Anything people ask a human to do instead of a computer.

Humans are not the most reliable. If you're ok giving the task to a human then you're ok with a lower level of relisbility than a traditional computer program gives.

Simple example: Notify me when a web page meaningfully changes and specify what the change is in big picture terms.

We have programs to do the first part: Detecting visual changes. But filtering out only meaningful changes and providing a verbal description? Takes a ton of expertise.

With MCP I expect that by the end of this year a nonprogrammer will be able to have an LLM do it using just plugins in a SW.

Not anything - it wouldn't be a great idea to give an LLM the ability to spend money, but we let humans do it all the time.

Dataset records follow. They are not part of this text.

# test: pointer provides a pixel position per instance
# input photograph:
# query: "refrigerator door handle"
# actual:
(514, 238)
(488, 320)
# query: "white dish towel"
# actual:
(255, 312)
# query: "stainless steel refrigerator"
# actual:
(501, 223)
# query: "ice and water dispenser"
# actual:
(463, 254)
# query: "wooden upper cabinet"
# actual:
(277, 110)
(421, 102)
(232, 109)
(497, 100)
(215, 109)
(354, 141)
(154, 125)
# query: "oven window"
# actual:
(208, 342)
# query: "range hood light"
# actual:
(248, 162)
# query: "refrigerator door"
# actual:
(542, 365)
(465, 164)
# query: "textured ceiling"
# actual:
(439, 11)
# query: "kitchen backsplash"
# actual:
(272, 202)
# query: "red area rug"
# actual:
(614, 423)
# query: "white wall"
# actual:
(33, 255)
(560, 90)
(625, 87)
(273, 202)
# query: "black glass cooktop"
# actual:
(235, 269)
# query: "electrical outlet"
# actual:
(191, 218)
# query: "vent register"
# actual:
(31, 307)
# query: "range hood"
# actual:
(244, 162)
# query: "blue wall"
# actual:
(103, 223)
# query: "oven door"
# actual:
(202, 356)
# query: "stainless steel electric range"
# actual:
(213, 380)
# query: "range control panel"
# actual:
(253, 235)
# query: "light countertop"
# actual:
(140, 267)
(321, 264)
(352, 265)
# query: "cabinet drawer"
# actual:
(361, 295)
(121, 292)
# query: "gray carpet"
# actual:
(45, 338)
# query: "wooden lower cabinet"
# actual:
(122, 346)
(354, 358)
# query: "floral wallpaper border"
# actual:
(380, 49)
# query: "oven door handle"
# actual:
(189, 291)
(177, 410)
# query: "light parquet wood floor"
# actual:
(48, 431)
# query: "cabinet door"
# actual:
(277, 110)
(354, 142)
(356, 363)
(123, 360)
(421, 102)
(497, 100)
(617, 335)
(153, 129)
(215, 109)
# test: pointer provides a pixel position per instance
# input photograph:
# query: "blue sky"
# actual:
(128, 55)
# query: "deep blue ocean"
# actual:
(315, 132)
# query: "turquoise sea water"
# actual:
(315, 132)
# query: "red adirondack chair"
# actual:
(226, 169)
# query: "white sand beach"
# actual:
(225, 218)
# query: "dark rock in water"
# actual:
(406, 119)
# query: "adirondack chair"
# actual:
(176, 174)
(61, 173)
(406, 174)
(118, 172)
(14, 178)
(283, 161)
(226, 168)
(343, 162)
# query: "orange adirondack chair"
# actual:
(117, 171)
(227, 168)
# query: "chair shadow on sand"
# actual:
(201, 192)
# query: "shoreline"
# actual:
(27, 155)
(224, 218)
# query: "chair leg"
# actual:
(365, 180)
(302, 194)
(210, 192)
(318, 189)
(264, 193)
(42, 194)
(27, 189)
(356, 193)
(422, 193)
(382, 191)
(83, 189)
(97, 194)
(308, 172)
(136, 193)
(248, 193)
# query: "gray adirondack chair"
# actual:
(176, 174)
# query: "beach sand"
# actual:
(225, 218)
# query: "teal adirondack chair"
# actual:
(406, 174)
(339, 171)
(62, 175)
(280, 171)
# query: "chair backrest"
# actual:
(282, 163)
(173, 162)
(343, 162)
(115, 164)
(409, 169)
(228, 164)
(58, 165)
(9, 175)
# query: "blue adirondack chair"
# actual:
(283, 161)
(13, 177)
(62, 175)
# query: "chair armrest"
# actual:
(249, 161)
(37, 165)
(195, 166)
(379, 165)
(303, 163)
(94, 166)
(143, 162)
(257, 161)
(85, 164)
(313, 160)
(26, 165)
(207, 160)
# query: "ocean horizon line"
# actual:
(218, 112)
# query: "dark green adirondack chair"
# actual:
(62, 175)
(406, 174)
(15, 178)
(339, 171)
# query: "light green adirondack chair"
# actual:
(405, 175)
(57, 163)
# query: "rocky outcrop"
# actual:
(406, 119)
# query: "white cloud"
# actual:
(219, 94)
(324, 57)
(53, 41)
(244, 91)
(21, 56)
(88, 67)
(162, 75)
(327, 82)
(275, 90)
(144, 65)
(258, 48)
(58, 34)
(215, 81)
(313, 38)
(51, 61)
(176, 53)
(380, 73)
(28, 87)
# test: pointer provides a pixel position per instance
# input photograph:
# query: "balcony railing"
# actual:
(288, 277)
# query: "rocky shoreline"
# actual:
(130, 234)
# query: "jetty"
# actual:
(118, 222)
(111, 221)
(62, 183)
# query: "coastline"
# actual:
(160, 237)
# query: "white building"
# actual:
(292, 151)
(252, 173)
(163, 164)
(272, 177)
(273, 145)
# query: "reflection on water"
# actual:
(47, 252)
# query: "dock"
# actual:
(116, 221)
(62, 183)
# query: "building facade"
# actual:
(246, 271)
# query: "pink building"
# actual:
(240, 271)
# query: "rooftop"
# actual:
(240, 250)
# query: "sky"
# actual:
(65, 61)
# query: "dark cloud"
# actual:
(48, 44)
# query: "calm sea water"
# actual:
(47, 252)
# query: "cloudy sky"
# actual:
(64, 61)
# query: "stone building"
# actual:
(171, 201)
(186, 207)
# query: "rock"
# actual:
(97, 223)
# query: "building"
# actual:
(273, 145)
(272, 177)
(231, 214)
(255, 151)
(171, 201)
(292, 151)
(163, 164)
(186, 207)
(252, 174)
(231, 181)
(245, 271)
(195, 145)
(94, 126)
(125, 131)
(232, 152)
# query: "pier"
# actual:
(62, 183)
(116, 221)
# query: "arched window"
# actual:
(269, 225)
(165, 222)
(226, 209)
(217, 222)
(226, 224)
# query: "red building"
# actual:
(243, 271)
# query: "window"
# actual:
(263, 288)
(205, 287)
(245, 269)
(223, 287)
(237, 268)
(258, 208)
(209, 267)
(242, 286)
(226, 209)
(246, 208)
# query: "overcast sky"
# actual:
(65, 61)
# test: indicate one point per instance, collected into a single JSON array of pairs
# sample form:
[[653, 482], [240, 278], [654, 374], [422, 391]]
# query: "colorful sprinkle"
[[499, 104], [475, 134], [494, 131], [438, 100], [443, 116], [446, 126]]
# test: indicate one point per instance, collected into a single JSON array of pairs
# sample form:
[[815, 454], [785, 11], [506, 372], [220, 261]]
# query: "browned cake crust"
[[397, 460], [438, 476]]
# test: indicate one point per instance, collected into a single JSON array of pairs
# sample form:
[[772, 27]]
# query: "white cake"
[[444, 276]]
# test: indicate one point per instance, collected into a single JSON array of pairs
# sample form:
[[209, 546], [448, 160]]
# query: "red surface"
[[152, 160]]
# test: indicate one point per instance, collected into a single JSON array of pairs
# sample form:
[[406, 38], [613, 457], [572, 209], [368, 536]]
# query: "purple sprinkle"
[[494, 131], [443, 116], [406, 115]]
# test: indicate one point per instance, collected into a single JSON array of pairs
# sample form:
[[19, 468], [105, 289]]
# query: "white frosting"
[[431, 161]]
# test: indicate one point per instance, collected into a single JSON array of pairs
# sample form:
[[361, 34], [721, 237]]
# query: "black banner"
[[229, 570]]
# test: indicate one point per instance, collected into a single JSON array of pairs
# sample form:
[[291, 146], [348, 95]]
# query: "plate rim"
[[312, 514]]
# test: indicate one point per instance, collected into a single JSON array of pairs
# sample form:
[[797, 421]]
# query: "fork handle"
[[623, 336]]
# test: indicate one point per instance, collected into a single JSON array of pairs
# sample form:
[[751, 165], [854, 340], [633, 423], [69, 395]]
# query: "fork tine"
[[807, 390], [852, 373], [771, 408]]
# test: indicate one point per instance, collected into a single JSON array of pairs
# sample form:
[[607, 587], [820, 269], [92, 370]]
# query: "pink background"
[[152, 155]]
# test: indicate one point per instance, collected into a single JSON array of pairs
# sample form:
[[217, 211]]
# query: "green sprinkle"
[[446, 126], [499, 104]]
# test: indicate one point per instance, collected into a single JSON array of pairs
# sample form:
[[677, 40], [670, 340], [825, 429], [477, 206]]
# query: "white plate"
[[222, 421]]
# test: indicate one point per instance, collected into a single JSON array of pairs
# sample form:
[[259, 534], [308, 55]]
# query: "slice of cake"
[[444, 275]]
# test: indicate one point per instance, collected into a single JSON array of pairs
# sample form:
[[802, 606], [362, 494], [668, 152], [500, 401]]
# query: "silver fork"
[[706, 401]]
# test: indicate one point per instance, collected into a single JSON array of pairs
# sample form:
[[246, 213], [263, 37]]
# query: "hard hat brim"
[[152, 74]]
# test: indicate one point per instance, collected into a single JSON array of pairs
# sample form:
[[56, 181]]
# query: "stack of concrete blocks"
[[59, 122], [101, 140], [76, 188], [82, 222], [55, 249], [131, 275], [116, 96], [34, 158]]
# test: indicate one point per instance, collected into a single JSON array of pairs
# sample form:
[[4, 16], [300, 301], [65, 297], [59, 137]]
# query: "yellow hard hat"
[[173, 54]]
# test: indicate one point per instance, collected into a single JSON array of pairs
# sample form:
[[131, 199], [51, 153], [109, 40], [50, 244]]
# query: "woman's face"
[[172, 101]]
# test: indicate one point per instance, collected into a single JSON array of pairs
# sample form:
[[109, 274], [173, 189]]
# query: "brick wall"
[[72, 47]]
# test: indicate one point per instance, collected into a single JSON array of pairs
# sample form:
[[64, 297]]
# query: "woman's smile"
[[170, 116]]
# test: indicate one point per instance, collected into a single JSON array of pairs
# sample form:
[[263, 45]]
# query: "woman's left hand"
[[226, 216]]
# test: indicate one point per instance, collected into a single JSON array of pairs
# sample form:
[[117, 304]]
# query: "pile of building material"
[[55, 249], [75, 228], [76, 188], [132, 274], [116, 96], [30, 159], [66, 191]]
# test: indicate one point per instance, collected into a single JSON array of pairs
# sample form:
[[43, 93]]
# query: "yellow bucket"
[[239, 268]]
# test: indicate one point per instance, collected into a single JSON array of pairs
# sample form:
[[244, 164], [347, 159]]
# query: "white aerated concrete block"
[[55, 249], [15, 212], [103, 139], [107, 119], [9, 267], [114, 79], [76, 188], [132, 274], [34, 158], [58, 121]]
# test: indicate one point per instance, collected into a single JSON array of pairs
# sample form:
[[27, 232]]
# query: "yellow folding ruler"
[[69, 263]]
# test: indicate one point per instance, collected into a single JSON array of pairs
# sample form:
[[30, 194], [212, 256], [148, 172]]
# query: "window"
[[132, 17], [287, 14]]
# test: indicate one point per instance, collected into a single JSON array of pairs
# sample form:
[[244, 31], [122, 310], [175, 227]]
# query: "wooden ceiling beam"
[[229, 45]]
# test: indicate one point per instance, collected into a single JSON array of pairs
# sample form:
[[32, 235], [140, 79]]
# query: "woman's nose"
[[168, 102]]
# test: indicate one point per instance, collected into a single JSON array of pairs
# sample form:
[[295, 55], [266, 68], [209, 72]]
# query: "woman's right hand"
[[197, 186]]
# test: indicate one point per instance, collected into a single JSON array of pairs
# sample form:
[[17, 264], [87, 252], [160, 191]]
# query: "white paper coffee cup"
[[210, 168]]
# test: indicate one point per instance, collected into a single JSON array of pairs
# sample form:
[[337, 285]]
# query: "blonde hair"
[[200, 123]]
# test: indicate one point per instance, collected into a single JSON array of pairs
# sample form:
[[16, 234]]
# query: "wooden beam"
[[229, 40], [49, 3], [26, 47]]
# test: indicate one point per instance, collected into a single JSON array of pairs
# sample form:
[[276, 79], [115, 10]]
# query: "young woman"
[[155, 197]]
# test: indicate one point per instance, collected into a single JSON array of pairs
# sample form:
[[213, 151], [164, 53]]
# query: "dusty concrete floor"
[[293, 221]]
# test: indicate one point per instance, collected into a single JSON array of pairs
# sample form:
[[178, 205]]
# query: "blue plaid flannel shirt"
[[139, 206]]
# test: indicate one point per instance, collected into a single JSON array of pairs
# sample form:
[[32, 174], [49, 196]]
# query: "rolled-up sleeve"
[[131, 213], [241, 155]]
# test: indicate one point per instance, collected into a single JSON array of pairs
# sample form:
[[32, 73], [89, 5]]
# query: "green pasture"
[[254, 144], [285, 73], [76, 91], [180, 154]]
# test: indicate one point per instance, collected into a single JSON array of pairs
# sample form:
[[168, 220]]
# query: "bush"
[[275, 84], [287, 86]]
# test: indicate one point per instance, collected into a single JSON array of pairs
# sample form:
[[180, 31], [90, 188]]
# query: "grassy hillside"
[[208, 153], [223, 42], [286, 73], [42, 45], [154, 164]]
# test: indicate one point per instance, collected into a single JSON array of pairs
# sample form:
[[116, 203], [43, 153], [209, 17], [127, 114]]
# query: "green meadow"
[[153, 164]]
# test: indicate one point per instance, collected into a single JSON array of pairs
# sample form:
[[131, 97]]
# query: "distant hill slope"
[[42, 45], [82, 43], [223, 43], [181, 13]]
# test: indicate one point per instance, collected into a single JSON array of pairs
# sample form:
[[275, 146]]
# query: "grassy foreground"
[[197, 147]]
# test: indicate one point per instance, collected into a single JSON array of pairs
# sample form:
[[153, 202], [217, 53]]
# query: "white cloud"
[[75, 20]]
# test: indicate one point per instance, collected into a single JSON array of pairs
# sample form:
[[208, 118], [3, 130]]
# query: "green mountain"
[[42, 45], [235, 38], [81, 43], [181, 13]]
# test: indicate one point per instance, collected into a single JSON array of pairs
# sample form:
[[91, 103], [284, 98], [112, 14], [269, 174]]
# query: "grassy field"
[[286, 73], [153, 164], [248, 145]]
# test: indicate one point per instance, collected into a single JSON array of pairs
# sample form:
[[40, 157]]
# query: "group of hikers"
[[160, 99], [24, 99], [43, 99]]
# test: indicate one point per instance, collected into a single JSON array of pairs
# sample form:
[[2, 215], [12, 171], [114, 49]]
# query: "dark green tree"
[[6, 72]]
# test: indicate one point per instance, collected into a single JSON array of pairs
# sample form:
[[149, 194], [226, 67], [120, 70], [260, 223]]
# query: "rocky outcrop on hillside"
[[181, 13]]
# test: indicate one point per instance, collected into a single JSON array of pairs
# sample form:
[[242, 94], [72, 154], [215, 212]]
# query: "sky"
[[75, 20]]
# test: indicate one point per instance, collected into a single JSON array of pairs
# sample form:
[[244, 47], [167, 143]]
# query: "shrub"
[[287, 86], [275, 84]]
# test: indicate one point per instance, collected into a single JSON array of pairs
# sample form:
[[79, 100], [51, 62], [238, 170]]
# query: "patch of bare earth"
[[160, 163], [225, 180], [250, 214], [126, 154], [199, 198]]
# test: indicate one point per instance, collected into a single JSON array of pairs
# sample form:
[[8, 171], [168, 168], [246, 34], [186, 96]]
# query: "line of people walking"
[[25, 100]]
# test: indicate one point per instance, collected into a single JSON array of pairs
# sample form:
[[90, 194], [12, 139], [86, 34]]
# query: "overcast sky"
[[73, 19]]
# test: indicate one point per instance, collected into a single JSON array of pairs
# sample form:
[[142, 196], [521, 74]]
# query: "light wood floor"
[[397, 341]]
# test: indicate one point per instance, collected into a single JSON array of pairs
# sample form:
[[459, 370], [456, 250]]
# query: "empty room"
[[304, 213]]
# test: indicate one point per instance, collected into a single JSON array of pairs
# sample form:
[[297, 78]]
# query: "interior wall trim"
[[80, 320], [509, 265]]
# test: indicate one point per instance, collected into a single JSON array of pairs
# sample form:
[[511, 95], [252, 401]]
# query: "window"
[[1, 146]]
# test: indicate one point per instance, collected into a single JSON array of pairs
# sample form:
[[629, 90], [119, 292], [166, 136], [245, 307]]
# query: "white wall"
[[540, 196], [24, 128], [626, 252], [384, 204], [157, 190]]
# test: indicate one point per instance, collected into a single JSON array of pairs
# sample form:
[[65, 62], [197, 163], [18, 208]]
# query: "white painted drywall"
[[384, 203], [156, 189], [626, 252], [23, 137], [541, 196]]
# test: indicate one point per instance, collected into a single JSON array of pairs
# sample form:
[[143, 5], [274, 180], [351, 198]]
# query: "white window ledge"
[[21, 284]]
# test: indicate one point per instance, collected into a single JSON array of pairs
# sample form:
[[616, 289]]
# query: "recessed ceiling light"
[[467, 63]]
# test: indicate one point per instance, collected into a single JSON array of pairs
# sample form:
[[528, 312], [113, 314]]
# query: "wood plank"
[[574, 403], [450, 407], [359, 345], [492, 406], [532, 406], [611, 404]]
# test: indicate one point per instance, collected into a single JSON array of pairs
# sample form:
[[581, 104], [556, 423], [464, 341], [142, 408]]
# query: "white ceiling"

  • With suitable safeguards or limits on what it can spend why not? On the one hand it might not fear repercussions as a human would, on the other hand it’s far less likely to embezzle funds to support its overly lavish lifestyle or gambling addiction.

    • Yeah, you could marry an AI and share a bank account with it, and now it could buy you useful stuff it thinks you need without you doing anything, or even buy you presents.

  • I don't know about you, but even as a senior engineer, my employer hasn't given me the ability to spend money :-) It's not something employers normally do.

    And as was pointed out, if you use something like MCP, you can control what it spends on. You can limit the amount, and limit to a whitelist. It may still occasionally buy the wrong thing, but the wrong thing will be something you preapproved.

  • We don’t let LLM’s spend money yet but many businesses make bank letting computers automatically buy and sell things.

    • The software they "let" do that is at the opposite end of the scale in terms of how well it is understood, specified and tested. Or they "lose bank".

To elaborate — the task definition itself is vague enough that any evaluation will necessarily be vibes based. There is fundamentally no precise definition of correctness/reliability.